The first attack took place around 6 a.m. on Sunday morning when eight shots were fired at a house in Braemar Avenue in Lurgan's Mourneview estate.
Two weeks ago the same house sustained scorch damage when a petrol-bomb was thrown at a downstairs bedroom window.
Between 11.30 p.m. and 12.05 a.m. on Sunday, gunmen opened fire on three homes at Granville Road, Westland Road and Robinsonstown Road in Portadown.
In the attack on Granville Road, in the loyalist Killicomaine estate, a number of shots were fired through an upstairs window. A short time later the house on Westland Road was attacked. Within 15 minutes a shotgun was fired at the house in The Birches, a few miles outside Portadown.

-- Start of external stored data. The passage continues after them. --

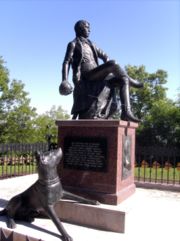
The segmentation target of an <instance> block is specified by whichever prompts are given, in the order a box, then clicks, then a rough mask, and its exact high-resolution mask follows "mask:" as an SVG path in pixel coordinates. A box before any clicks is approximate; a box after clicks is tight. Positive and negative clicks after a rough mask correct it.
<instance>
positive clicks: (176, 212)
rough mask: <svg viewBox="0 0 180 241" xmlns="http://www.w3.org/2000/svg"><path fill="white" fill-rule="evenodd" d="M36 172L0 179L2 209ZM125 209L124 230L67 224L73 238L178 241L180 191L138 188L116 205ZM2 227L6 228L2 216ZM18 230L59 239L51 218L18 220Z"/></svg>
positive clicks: (0, 207)
mask: <svg viewBox="0 0 180 241" xmlns="http://www.w3.org/2000/svg"><path fill="white" fill-rule="evenodd" d="M36 179H37V175H36V174H34V175H30V176H24V177H16V178H11V179H7V180H0V209H2V208H3V207H4V206H5V205H6V202H7V200H9V199H10V198H11V197H12V196H14V195H15V194H17V193H19V192H21V191H23V190H25V189H26V188H27V187H29V186H30V185H31V184H32V183H34V181H35V180H36ZM115 208H116V209H118V210H122V211H123V210H125V211H126V223H125V233H124V234H122V233H113V232H107V231H101V230H95V229H91V228H86V227H81V226H77V225H72V224H68V223H64V226H65V228H66V230H67V231H68V233H69V234H70V235H71V236H72V237H73V239H74V241H133V240H138V241H152V240H154V241H179V240H180V192H179V193H178V192H168V191H158V190H148V189H142V188H136V192H135V194H134V195H133V196H131V197H130V198H128V199H127V200H126V201H124V202H123V203H122V204H120V205H118V206H117V207H115ZM0 227H6V224H5V218H4V217H0ZM16 232H22V233H23V234H27V235H29V236H31V237H36V238H41V239H42V240H45V241H49V240H51V241H57V240H60V239H59V238H58V231H57V230H56V227H55V226H54V224H52V222H51V221H50V220H48V219H36V220H35V222H33V223H32V224H27V223H21V224H20V223H19V224H18V225H17V229H16Z"/></svg>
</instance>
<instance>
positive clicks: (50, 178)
mask: <svg viewBox="0 0 180 241" xmlns="http://www.w3.org/2000/svg"><path fill="white" fill-rule="evenodd" d="M61 158H62V151H61V148H59V149H57V150H52V151H49V152H46V153H40V152H37V153H36V160H37V166H38V176H39V178H38V180H37V181H36V182H35V183H34V184H33V185H32V186H31V187H29V188H28V189H27V190H25V191H24V192H22V193H20V194H18V195H16V196H14V197H13V198H12V199H11V200H10V201H9V202H8V204H7V206H6V208H5V209H4V210H2V211H0V215H1V216H2V215H6V216H7V218H8V221H7V226H8V227H9V228H15V227H16V223H15V221H14V220H21V221H27V222H32V221H33V220H34V218H36V217H38V216H41V214H43V215H44V213H45V214H47V216H49V217H50V218H51V219H52V221H53V222H54V224H55V225H56V227H57V229H58V230H59V232H60V233H61V234H62V239H63V240H64V241H72V240H73V239H72V238H71V237H70V236H69V235H68V233H67V232H66V230H65V229H64V227H63V225H62V223H61V221H60V219H59V218H58V217H57V215H56V212H55V210H54V205H55V203H56V202H57V201H59V200H60V199H61V198H68V199H73V200H77V201H79V202H82V203H86V204H92V205H97V204H99V203H98V202H97V201H93V200H89V199H86V198H83V197H80V196H78V195H75V194H72V193H69V192H66V191H65V190H64V189H63V187H62V185H61V181H60V178H59V176H58V173H57V165H58V164H59V162H60V160H61Z"/></svg>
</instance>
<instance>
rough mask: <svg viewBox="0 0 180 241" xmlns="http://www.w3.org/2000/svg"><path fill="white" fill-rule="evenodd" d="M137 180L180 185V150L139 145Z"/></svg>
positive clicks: (135, 176)
mask: <svg viewBox="0 0 180 241" xmlns="http://www.w3.org/2000/svg"><path fill="white" fill-rule="evenodd" d="M135 180H136V181H141V182H151V183H161V184H173V185H180V150H179V149H177V148H173V147H171V148H170V147H169V148H167V147H157V146H152V147H140V146H137V147H136V166H135Z"/></svg>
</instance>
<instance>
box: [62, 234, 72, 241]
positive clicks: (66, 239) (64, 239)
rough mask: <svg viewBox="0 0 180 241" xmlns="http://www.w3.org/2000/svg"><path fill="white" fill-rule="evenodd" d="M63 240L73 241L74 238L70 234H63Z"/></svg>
mask: <svg viewBox="0 0 180 241" xmlns="http://www.w3.org/2000/svg"><path fill="white" fill-rule="evenodd" d="M62 240H63V241H73V238H72V237H71V236H69V235H66V236H63V238H62Z"/></svg>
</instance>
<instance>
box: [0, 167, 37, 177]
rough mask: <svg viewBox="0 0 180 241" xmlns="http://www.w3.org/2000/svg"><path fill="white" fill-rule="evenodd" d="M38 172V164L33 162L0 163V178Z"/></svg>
mask: <svg viewBox="0 0 180 241" xmlns="http://www.w3.org/2000/svg"><path fill="white" fill-rule="evenodd" d="M35 172H36V165H33V164H28V165H27V164H23V165H22V164H21V165H20V164H19V165H18V164H15V165H7V164H6V165H0V178H1V177H2V176H17V175H25V174H30V173H35Z"/></svg>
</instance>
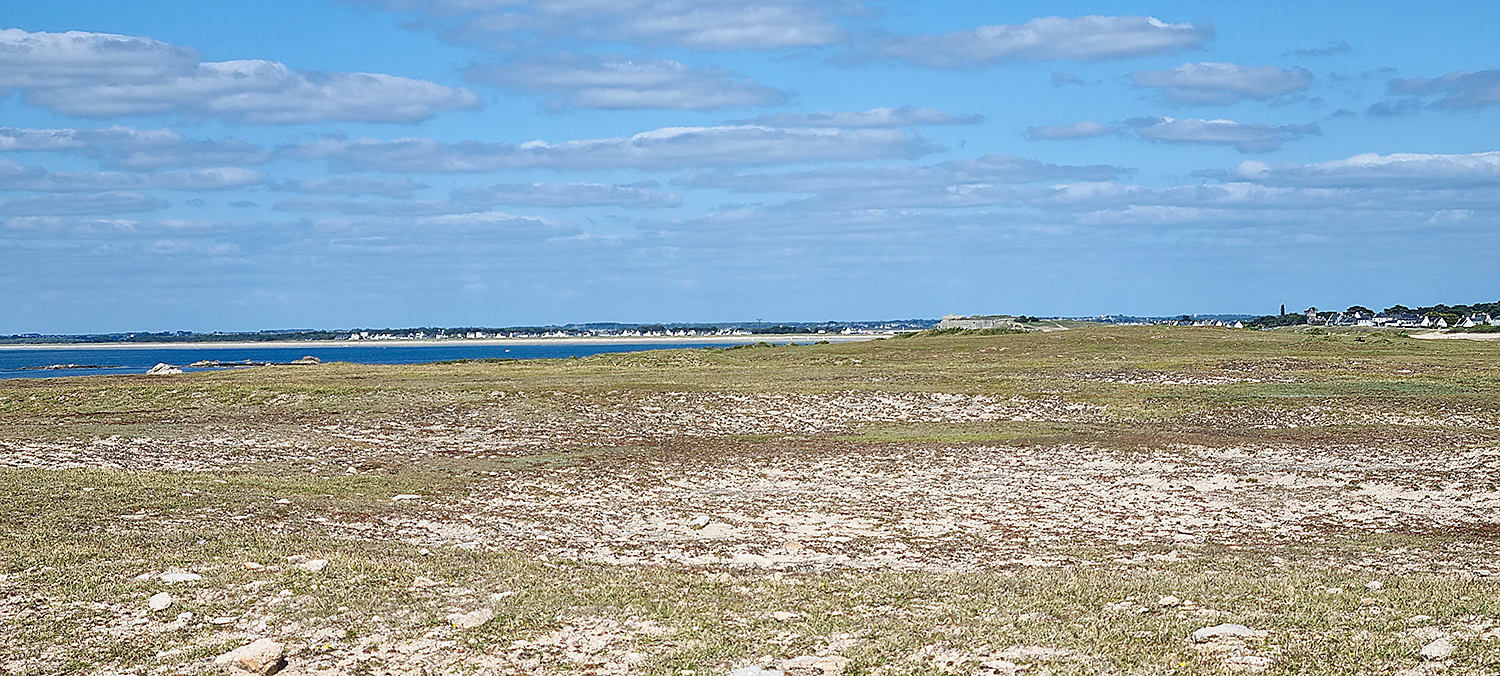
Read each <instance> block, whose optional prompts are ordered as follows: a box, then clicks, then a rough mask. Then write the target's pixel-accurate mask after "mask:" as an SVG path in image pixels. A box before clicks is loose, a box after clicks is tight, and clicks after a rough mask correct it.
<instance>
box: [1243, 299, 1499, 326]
mask: <svg viewBox="0 0 1500 676" xmlns="http://www.w3.org/2000/svg"><path fill="white" fill-rule="evenodd" d="M1343 312H1344V313H1346V315H1356V313H1362V315H1376V310H1371V309H1370V307H1365V306H1349V307H1347V309H1346V310H1343ZM1380 313H1382V315H1392V316H1395V315H1416V316H1440V318H1443V319H1446V321H1448V324H1449V325H1454V324H1458V322H1461V321H1464V318H1466V316H1470V315H1490V316H1496V315H1500V301H1496V303H1473V304H1467V306H1446V304H1436V306H1422V307H1407V306H1401V304H1397V306H1391V307H1386V309H1385V310H1380ZM1332 315H1337V312H1319V316H1320V318H1323V319H1328V318H1329V316H1332ZM1307 322H1308V318H1307V313H1302V312H1298V313H1287V315H1265V316H1257V318H1254V319H1251V321H1248V322H1245V327H1247V328H1275V327H1296V325H1302V324H1307Z"/></svg>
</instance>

All four homes were occupied at the time of the attacks, but no one was injured.
RUC Chief Inspector Terry Walkingshaw said police were investigating the attacks as attempted murder.
The North's Deputy First Minister, Mr Seamus Mallon, said the weekend shootings were very worrying.
Meanwhile, a loyalist source in Co Armagh said last night that the latest attacks were linked to tensions between the LVF and UVF in mid-Ulster.
"The situation with the UVF and LVF in mid-Ulster is at boiling point", said the source. "They hate each other. Both groups have a number of old scores waiting to be settled".
The source said there was now a real fear that the bitter feud between the rival loyalist groups would result in further violence.